One of the innovative aspects of this award is that recipients are asked to pass on the award to five more blogs in order to "send a roar through the blogosphere," as Kearney puts it, to help others find good and powerful writing.1) Love of learning. I’m not talking about the letters after your name. Love of learning (call it natural curiosity if you will) makes the writer a sponge for details from which to draw just the right ones. Love of learning makes us thorough researchers, who sometimes need a 12-step program to get us to stop researching and write. It keeps us open to new ways of telling a story and to experimentation and practice. One never finishes learning.
2) Awareness, including empathy. Awareness of the world around us helps a writer catch those fleeting details that make a story come to life. There’s a whole world inside a story, and the writer’s awareness of her outer world helps her select just the right details to make the world of the story seem real. A great writer also understands people and their feelings, and can stand in another’s shoes and experience their perspective. Of course we never do this perfectly, as each person’s experience is unique; but a powerful writer comes oh so close.
3) Courage. A powerful writer must be willing to take risks, to face conflict head on, to take up subjects others may be afraid to tackle. Sometimes the risk is writing about an issue personal to the writer, a past trauma, or something the people in her life may not be happy that she writes. Sometimes it’s a matter of getting a character to a conflict instead of writing circles around it. Sometimes it’s an artistic risk, writing in a style or form that’s new and untested, or on a topic that’s unpopular or politically charged.
So, in the spirit of the award, here are five blogs that I've come to admire and which I'd like to award the Shameless Lion Award... not simply to let these bloggers know that the ripple of their words have spread farther than they might have realized over the past year... but to bring their blogs to the attention of other writers.
Each of the bloggers listed below has struggled with the writing process and has been kind enough to share in their blogs a small part of that struggle in ways that have helped me (and other writers) better understand our own writing process:
1) Bartography (http://www.chrisbarton.info/blog/blog.html)
2) Green Knight's Chapel (http://greenknightschapel.blogspot.com/)
3) Telling the True (http://www.janeyolen.com/journal.html)
4) Through the Tollbooth (http://community.livejournal.com/thru_the_booth/)
5) Writers Unboxed (http://writerunboxed.com/)

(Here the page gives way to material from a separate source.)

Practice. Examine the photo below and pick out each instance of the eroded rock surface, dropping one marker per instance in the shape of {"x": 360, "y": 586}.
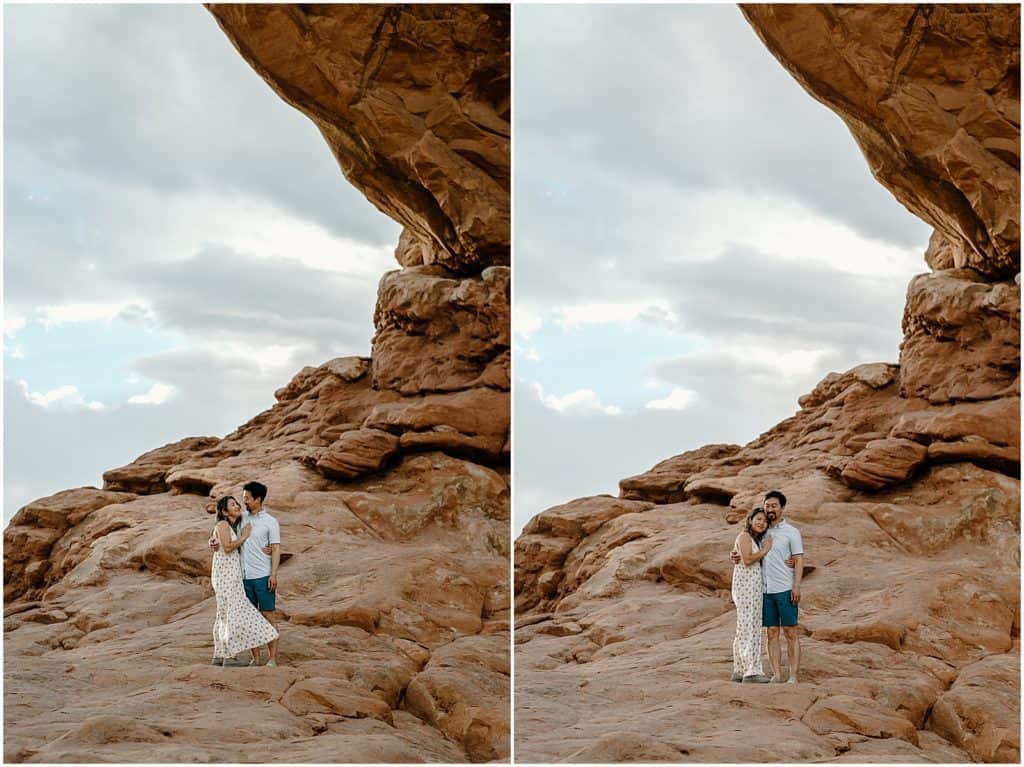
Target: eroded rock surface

As the year comes to an end, I'd like to thank the countless bloggers who I've never met in person but whose ripples have reached me here on the west coast of Florida over the last year.
And special thanks to Barbara W. Klaser for her faith and ongoing support, and for her courage in sharing the details of her own struggle with words and stories.
If you'd like to read her thoughts on the award, you can visit her at Mysteries of a Shrinking Violet: http://barbarawklaser.mysterynovelist.com/2007/11/30/a-roar-for-powerful-words/
And for more information about the Shameless Lion Awards, visit Sean Kearney's Shameless Words: http://shamelesswords.blogspot.com/2007/11/roar-for-powerful-words.html
PS - I was planning on placing Barbara O'Connor's Greetings From Nowhere (http://greetings-from-nowhere.blogspot.com/) at the top of my list, but Sarah Miller (http://sarahmillerbooks.blogspot.com/) beat me into the water and bestowed the award first.
PPS - A happy, healthy, and storyful 2008 to Wordswimmer's readers.